More concretely, Harvey can answer questions asked in natural language like, “Tell me what the differences are between an employee and independent contractor in the Fourth Circuit,” and “Tell me if this clause in a lease is in violation of California law, and if so, rewrite it so it is no longer in violation.” On first read, it almost seems as though Harvey could replace lawyers, generating legal arguments and filing drafts at a moment’s notice. But Pereyra insists that this isn’t the case.

Sounds like something an aspiring lawyer AI would say…

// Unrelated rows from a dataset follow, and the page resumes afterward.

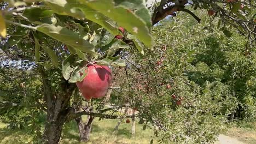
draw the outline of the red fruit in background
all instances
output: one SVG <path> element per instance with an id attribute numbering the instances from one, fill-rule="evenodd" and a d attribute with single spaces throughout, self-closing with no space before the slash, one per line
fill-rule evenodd
<path id="1" fill-rule="evenodd" d="M 124 33 L 124 28 L 123 27 L 119 27 L 119 29 L 122 31 L 122 33 Z M 123 38 L 123 35 L 115 35 L 115 38 L 116 39 L 122 39 Z"/>
<path id="2" fill-rule="evenodd" d="M 214 14 L 215 14 L 215 11 L 214 11 L 214 10 L 213 10 L 213 9 L 210 9 L 210 10 L 208 10 L 208 14 L 210 16 L 213 15 Z"/>
<path id="3" fill-rule="evenodd" d="M 158 62 L 157 62 L 155 64 L 156 64 L 156 65 L 159 65 L 162 64 L 162 62 L 160 62 L 160 61 L 158 61 Z"/>
<path id="4" fill-rule="evenodd" d="M 130 123 L 131 121 L 130 121 L 130 119 L 126 119 L 126 123 Z"/>
<path id="5" fill-rule="evenodd" d="M 84 79 L 76 83 L 84 97 L 90 100 L 91 98 L 104 97 L 109 87 L 111 81 L 111 70 L 108 66 L 94 64 L 88 67 L 88 72 Z"/>

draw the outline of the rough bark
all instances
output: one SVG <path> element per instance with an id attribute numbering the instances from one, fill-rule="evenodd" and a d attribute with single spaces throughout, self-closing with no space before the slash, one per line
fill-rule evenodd
<path id="1" fill-rule="evenodd" d="M 83 122 L 81 117 L 75 119 L 77 125 L 78 126 L 78 130 L 79 131 L 80 141 L 88 142 L 89 140 L 91 124 L 94 118 L 94 117 L 88 116 L 87 123 L 86 124 Z"/>
<path id="2" fill-rule="evenodd" d="M 52 89 L 51 81 L 44 71 L 40 72 L 42 77 L 44 100 L 47 107 L 47 122 L 43 140 L 44 143 L 57 144 L 61 136 L 62 127 L 69 113 L 69 101 L 75 86 L 66 81 L 61 86 L 62 91 L 56 93 Z"/>
<path id="3" fill-rule="evenodd" d="M 135 134 L 135 111 L 133 110 L 132 111 L 132 135 Z"/>

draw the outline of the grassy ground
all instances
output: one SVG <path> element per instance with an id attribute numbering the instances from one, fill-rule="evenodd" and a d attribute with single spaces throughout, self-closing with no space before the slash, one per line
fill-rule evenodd
<path id="1" fill-rule="evenodd" d="M 124 121 L 119 130 L 112 134 L 118 120 L 104 119 L 98 121 L 96 118 L 92 123 L 90 140 L 87 143 L 149 143 L 153 136 L 153 130 L 147 129 L 142 130 L 143 125 L 136 123 L 136 133 L 131 134 L 131 123 L 126 124 Z M 26 130 L 9 129 L 7 124 L 0 122 L 0 143 L 20 144 L 33 143 L 30 131 Z M 246 144 L 256 143 L 256 123 L 243 125 L 232 125 L 225 134 Z M 74 121 L 67 123 L 64 126 L 61 143 L 62 144 L 78 143 L 79 133 L 77 124 Z"/>
<path id="2" fill-rule="evenodd" d="M 256 143 L 256 122 L 233 125 L 224 134 L 247 144 Z"/>
<path id="3" fill-rule="evenodd" d="M 142 130 L 143 125 L 136 124 L 136 134 L 131 135 L 131 122 L 125 123 L 125 119 L 119 125 L 118 130 L 112 134 L 118 120 L 95 119 L 92 123 L 90 140 L 86 143 L 149 143 L 153 135 L 150 129 Z M 10 130 L 7 128 L 7 124 L 0 122 L 0 143 L 20 144 L 33 143 L 32 138 L 29 131 L 26 130 Z M 78 143 L 79 138 L 77 124 L 74 121 L 67 123 L 64 126 L 60 143 Z"/>
<path id="4" fill-rule="evenodd" d="M 131 122 L 125 123 L 125 120 L 119 125 L 118 130 L 112 134 L 118 120 L 95 119 L 92 123 L 90 142 L 87 143 L 149 143 L 153 135 L 150 129 L 142 130 L 143 125 L 136 124 L 136 134 L 131 135 Z M 61 143 L 77 143 L 79 133 L 77 124 L 72 122 L 65 125 L 63 129 L 63 140 Z"/>

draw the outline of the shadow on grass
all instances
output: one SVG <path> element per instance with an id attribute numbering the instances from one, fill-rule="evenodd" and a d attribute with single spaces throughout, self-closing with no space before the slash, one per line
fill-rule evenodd
<path id="1" fill-rule="evenodd" d="M 27 131 L 18 129 L 0 128 L 0 143 L 24 143 L 31 141 L 30 136 L 27 135 Z"/>

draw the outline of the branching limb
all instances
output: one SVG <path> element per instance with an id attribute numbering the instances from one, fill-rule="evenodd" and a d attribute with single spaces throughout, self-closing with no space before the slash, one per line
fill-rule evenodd
<path id="1" fill-rule="evenodd" d="M 199 23 L 200 23 L 200 21 L 201 21 L 201 19 L 198 17 L 196 15 L 195 15 L 195 14 L 194 14 L 193 13 L 192 13 L 192 11 L 190 11 L 189 10 L 187 9 L 181 9 L 181 11 L 185 11 L 188 14 L 189 14 L 190 15 L 191 15 L 194 18 L 195 18 L 195 19 L 199 22 Z"/>

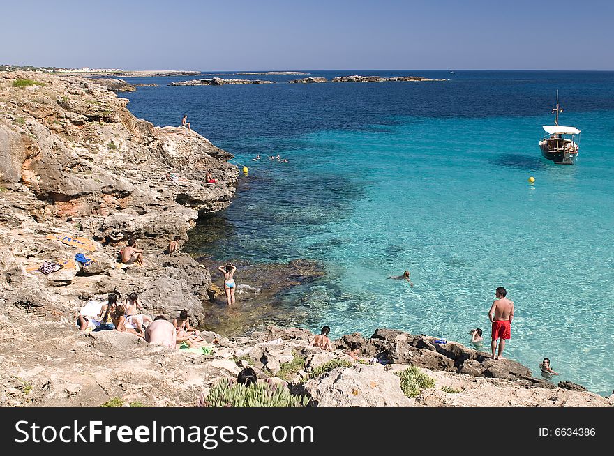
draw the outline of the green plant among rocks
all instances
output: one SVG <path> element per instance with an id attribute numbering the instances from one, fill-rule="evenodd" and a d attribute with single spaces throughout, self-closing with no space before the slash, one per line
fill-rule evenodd
<path id="1" fill-rule="evenodd" d="M 15 79 L 13 82 L 13 87 L 31 87 L 33 86 L 44 86 L 45 84 L 42 82 L 38 82 L 37 81 L 33 81 L 32 79 Z"/>
<path id="2" fill-rule="evenodd" d="M 309 378 L 306 379 L 306 381 L 309 379 L 315 379 L 337 367 L 351 367 L 353 365 L 352 363 L 345 359 L 334 359 L 313 369 L 309 374 Z"/>
<path id="3" fill-rule="evenodd" d="M 294 356 L 294 359 L 292 363 L 283 363 L 279 366 L 279 372 L 277 373 L 277 377 L 286 381 L 294 380 L 299 371 L 305 367 L 305 358 L 297 356 L 294 351 L 292 351 L 292 355 Z"/>
<path id="4" fill-rule="evenodd" d="M 234 380 L 219 381 L 202 401 L 204 407 L 305 407 L 305 395 L 292 395 L 284 385 L 264 383 L 246 386 Z"/>
<path id="5" fill-rule="evenodd" d="M 460 393 L 461 390 L 458 388 L 452 388 L 451 386 L 442 386 L 442 391 L 450 394 L 458 394 Z"/>
<path id="6" fill-rule="evenodd" d="M 123 400 L 121 397 L 112 397 L 104 404 L 100 404 L 101 407 L 121 407 L 123 405 Z"/>
<path id="7" fill-rule="evenodd" d="M 147 407 L 147 406 L 143 404 L 141 401 L 133 401 L 130 402 L 130 406 L 131 407 Z"/>
<path id="8" fill-rule="evenodd" d="M 425 388 L 435 387 L 435 379 L 416 366 L 410 366 L 404 371 L 395 372 L 395 375 L 400 377 L 400 388 L 407 397 L 415 397 Z"/>

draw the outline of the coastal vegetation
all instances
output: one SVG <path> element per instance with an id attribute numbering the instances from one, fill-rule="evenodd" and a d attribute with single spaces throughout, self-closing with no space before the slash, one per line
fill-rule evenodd
<path id="1" fill-rule="evenodd" d="M 422 390 L 435 387 L 435 379 L 416 366 L 410 366 L 396 374 L 400 377 L 400 389 L 407 397 L 415 397 Z"/>
<path id="2" fill-rule="evenodd" d="M 269 382 L 245 386 L 224 379 L 209 391 L 203 404 L 206 407 L 304 407 L 310 398 L 293 395 L 284 385 Z"/>
<path id="3" fill-rule="evenodd" d="M 305 358 L 297 356 L 295 351 L 292 351 L 294 359 L 291 363 L 283 363 L 279 367 L 278 377 L 286 381 L 294 380 L 299 371 L 302 370 L 305 366 Z"/>
<path id="4" fill-rule="evenodd" d="M 104 408 L 121 407 L 122 405 L 123 405 L 123 400 L 121 397 L 112 397 L 106 402 L 100 404 L 100 406 Z"/>
<path id="5" fill-rule="evenodd" d="M 313 369 L 310 373 L 309 377 L 305 379 L 305 381 L 320 377 L 322 374 L 331 371 L 333 369 L 336 369 L 337 367 L 351 367 L 352 365 L 354 365 L 354 364 L 347 360 L 340 358 L 334 359 Z"/>
<path id="6" fill-rule="evenodd" d="M 457 394 L 460 393 L 461 390 L 458 388 L 452 388 L 451 386 L 442 386 L 442 391 L 444 393 L 448 393 L 449 394 Z"/>
<path id="7" fill-rule="evenodd" d="M 42 82 L 38 82 L 38 81 L 33 81 L 32 79 L 15 79 L 13 83 L 13 87 L 31 87 L 33 86 L 43 86 L 45 84 Z"/>

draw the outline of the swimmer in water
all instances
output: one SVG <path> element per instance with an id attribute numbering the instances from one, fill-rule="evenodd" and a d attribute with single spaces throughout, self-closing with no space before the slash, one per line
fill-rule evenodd
<path id="1" fill-rule="evenodd" d="M 552 378 L 553 375 L 559 374 L 550 367 L 550 360 L 548 358 L 544 358 L 544 360 L 539 364 L 539 369 L 541 370 L 541 375 L 546 379 Z"/>
<path id="2" fill-rule="evenodd" d="M 224 291 L 226 291 L 226 303 L 228 305 L 234 304 L 234 289 L 237 284 L 234 283 L 234 271 L 237 271 L 237 266 L 233 266 L 232 263 L 226 263 L 225 266 L 220 266 L 218 271 L 224 275 Z"/>
<path id="3" fill-rule="evenodd" d="M 414 284 L 412 283 L 412 281 L 410 280 L 410 271 L 406 271 L 403 273 L 403 275 L 391 275 L 388 278 L 389 279 L 395 279 L 396 280 L 407 280 L 410 282 L 410 284 L 413 287 Z"/>

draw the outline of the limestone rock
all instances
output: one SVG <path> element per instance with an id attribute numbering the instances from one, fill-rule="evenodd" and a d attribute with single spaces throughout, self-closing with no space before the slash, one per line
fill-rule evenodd
<path id="1" fill-rule="evenodd" d="M 94 84 L 106 87 L 114 92 L 133 92 L 137 89 L 131 84 L 128 84 L 123 79 L 113 79 L 106 77 L 93 78 L 91 79 Z"/>
<path id="2" fill-rule="evenodd" d="M 319 407 L 407 406 L 398 377 L 382 366 L 337 368 L 308 381 L 305 392 Z"/>

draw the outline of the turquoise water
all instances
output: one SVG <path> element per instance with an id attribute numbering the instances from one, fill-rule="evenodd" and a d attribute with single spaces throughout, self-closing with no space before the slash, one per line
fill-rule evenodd
<path id="1" fill-rule="evenodd" d="M 288 99 L 309 90 L 325 98 L 322 91 L 330 90 L 286 85 L 292 87 L 266 90 L 294 91 Z M 368 121 L 339 121 L 334 128 L 327 121 L 318 128 L 310 118 L 314 125 L 302 128 L 299 121 L 306 117 L 287 114 L 302 109 L 297 100 L 270 107 L 262 130 L 255 121 L 245 121 L 249 114 L 244 111 L 243 120 L 232 123 L 234 134 L 209 139 L 236 153 L 238 162 L 249 166 L 249 176 L 240 178 L 230 208 L 197 228 L 222 222 L 227 236 L 194 250 L 223 261 L 318 261 L 326 278 L 283 299 L 308 310 L 306 327 L 329 325 L 335 337 L 355 331 L 368 336 L 388 327 L 468 345 L 467 333 L 480 327 L 488 349 L 487 312 L 495 289 L 505 287 L 516 303 L 505 356 L 538 378 L 538 365 L 548 357 L 561 374 L 555 381 L 610 394 L 614 109 L 588 106 L 601 100 L 599 84 L 577 89 L 587 105 L 566 112 L 562 123 L 582 130 L 579 158 L 576 165 L 556 165 L 541 158 L 537 145 L 541 126 L 552 123 L 552 103 L 531 94 L 537 86 L 523 86 L 529 101 L 518 96 L 515 105 L 523 111 L 506 116 L 493 114 L 492 106 L 483 108 L 488 116 L 480 115 L 484 101 L 470 115 L 454 116 L 454 109 L 464 112 L 462 95 L 446 115 L 440 107 L 429 112 L 424 102 L 412 114 L 395 96 L 398 105 L 387 114 L 380 107 L 361 117 Z M 394 90 L 418 91 L 414 97 L 431 90 L 399 86 Z M 364 87 L 357 90 L 375 90 Z M 350 102 L 340 101 L 347 119 L 363 109 L 361 103 L 366 110 L 380 106 L 378 97 L 389 90 L 381 87 L 381 93 L 362 92 L 351 109 Z M 263 93 L 258 99 L 277 96 Z M 476 96 L 486 100 L 485 93 Z M 280 113 L 290 116 L 293 128 Z M 324 121 L 331 116 L 322 115 Z M 250 127 L 242 130 L 242 122 Z M 252 162 L 256 153 L 279 153 L 291 162 Z M 531 176 L 534 184 L 527 182 Z M 405 269 L 414 287 L 387 279 Z"/>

“We want Harvey to serve as an intermediary between tech and lawyer, as a natural language interface to the law,” he told TechCrunch. “Harvey will make lawyers more efficient, allowing them to produce higher quality work and spend more time on the high value parts of their job. Harvey provides a unified and intuitive interface for all legal workflows, allowing lawyers to describe tasks in plain English instead of using a suite of complex and specialized tools for niche tasks.”

“Working with PwC provides a unique opportunity to further enhance AI’s potential to solve the most complex legal problems,” said Pereyra in the firm’s announcement. “The scope of PwC’s capabilities enables us to collaborate on AI systems that expand on Harvey’s core legal use cases to provide more comprehensive solutions for PwC and their clients.”

Anyway, kinda cool. Thought we’d share.

Update: A month after the PwC partnership was announced, Harvey raised $21 million in a Series A funding round led by Sequoia Capital.